On Friday the Maidstone and Tunbridge Wells NHS Trust unveiled its new laparascopic theatre at Maidstone Hospital.
Later in the year the hospital will become the first in the UK to broadcast innovative laparascopic procedures by video link to surgeons across the world and the trust will become an international teaching and training centre for the techniques.
Laparascopy is a procedure where doctors look inside the abdomen by making a small incision in the abdominal wall.
A laparascope - a thin, bendy microscope with a light on the end - is then passed through looking at abdominal organs tissue and it can also be used for small operations, called keyhole surgery.

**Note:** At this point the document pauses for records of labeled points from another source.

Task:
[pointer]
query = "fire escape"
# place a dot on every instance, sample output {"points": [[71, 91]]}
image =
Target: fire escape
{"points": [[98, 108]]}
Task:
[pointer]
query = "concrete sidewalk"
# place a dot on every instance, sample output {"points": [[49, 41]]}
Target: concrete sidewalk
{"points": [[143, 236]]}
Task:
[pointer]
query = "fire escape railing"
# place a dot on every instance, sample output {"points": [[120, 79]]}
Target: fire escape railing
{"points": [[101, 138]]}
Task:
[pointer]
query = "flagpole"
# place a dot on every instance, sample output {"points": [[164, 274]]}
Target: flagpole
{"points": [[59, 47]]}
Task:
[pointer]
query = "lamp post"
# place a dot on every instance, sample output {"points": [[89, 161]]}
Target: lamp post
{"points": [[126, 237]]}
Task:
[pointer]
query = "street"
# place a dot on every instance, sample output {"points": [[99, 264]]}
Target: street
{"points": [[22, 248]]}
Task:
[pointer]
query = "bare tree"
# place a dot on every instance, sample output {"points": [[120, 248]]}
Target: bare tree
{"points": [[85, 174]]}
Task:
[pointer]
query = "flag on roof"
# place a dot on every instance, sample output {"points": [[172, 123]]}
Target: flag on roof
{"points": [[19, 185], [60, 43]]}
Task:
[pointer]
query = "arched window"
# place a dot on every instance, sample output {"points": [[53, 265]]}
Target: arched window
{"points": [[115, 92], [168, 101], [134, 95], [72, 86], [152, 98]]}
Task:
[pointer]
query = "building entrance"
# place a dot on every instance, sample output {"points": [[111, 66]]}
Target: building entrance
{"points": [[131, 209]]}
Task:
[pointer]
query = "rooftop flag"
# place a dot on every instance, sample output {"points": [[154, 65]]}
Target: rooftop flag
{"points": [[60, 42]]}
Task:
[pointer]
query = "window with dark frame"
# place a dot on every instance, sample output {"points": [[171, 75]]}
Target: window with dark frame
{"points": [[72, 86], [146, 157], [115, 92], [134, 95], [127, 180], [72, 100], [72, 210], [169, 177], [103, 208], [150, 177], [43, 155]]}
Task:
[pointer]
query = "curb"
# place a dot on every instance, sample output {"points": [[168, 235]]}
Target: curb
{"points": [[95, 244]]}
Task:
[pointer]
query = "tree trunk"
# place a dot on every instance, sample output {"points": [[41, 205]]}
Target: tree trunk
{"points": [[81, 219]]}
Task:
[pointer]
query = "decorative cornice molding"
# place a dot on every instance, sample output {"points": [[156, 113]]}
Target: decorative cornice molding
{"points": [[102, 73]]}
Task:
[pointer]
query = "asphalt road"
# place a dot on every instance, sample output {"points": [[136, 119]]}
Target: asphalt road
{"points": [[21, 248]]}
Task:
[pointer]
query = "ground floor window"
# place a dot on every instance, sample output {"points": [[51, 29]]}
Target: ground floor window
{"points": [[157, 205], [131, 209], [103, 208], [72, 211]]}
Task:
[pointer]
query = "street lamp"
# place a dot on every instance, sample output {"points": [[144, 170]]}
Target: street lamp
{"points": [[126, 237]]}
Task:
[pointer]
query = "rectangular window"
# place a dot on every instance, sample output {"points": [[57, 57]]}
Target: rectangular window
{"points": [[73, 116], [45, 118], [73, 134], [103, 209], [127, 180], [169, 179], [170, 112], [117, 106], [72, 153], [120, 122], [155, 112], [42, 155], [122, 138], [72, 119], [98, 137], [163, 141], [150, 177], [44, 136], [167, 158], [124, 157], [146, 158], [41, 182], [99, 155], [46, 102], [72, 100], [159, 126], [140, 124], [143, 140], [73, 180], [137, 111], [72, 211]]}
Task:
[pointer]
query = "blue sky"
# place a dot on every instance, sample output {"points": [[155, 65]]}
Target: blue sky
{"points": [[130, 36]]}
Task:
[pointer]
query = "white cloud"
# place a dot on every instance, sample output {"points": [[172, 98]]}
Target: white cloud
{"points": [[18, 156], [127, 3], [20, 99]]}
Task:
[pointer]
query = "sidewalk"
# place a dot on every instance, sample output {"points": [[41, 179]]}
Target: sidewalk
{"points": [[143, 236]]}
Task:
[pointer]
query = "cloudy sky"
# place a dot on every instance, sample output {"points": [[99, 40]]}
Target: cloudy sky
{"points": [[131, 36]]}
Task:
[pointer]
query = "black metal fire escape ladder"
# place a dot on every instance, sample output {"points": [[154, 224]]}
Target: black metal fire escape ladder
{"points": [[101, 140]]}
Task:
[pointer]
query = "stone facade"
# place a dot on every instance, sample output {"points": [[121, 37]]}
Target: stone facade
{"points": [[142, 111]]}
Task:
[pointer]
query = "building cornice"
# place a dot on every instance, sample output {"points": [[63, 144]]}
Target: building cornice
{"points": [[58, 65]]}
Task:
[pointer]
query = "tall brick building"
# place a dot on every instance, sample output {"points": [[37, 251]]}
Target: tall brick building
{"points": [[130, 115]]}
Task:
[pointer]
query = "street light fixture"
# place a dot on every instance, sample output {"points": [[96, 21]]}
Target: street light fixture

The images picked up by the laparascope are displayed on a television monitor so the surgeon can see what is happening in real time. Having an operation by keyhole surgery means a patient does not have to be cut open.
Building work is due to begin next week on the training centre.
To mark the developments, the trust invited the Kent Messenger to watch a keyhole operation to cure a hiatus hernia. Laparoscopic surgery can also be used in bowel cancer, urology and some gynaecological cancer cases.
Amir Nisar, consultant upper GI surgeon and laparoscopic, said: "Laparascopic surgery has many benefits for patients such as less post-operative pain and a quicker recovery time.
"As a surgeon carrying out the procedure you do have to disassociate yourself with what is happening in front of you and focus on what is happening with the screen."